Target Practice - September 9, 2021 | What’s happening in San Diego

Target Practice

September 9, 2021

Debra Ross

If targets were easy to hit, they wouldn't be meaningful. 

There's nothing quite like the "I did it!" glow of a preschooler when she learns to tie her shoes or hit a baseball or write her name. She knows instinctively when she has done the hard work she was meant to do, and done it well, and the glow of having hit the goal is what propels her along to the next one.

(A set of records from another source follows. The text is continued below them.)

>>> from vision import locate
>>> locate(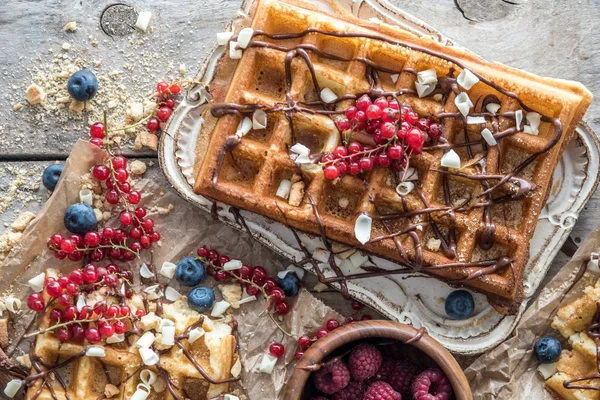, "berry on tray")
[313,360,350,394]
[533,337,562,364]
[67,69,98,101]
[42,164,64,192]
[348,343,383,382]
[175,256,206,286]
[188,286,215,312]
[412,368,452,400]
[445,290,475,320]
[363,381,402,400]
[64,203,98,235]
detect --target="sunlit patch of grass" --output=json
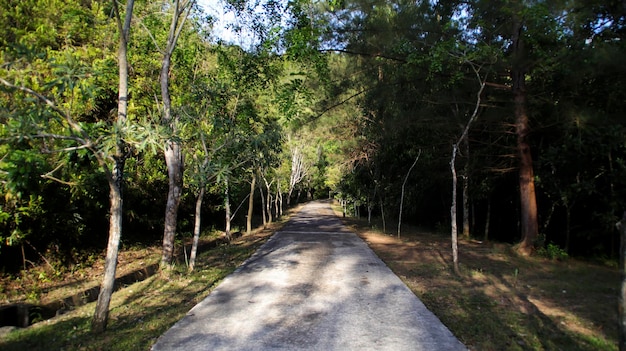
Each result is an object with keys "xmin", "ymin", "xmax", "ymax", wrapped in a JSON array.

What IS work? We traditionally think of work as a career or job, but I think of work more as target practice: It's setting goals to be productive and putting energy into hitting them. Work means creating order from disorder. It's building things that didn't exist before. It's fixing stuff that has broken. It's teaching others to do the same. Sometimes you hit what you're aiming at, and sometimes you just make a little bit of headway; regardless, it's honorable.

Raising kids is work. Laundry is work. Dealing with customers is work, as is weeding the garden, building a road, or a shed, or a white paper on marketing techniques. Figuring out how to use your computer. Writing a column. Mopping up your toddler's spilled apple juice. Did you clean up after breakfast? Your work made the world a better place.

A child's work is to make the world a better place, too, albeit in smaller ways. Learning is work, often hard work, as is putting your toys away. So is expressing feelings constructively. Gradually mastering self-control. Assuming small responsibilities for helping out around the house. It doesn't matter how young or old you are, you can do work that makes your own life, and the lives of those around you, better.

It's a nice way to frame an approach to the school year: Even the smallest bit of work matters, and the pride that comes from "I did it!" doesn't need to fade after preschool. Teach your kids that they always have the choice to be happy about each completed task, large or small, before going on to the next thing, through their whole lives. So instead of asking "How was school?" try asking "What did you work on today?" Then celebrate with them about what small targets they hit, and be excited with them about what they're aiming at next.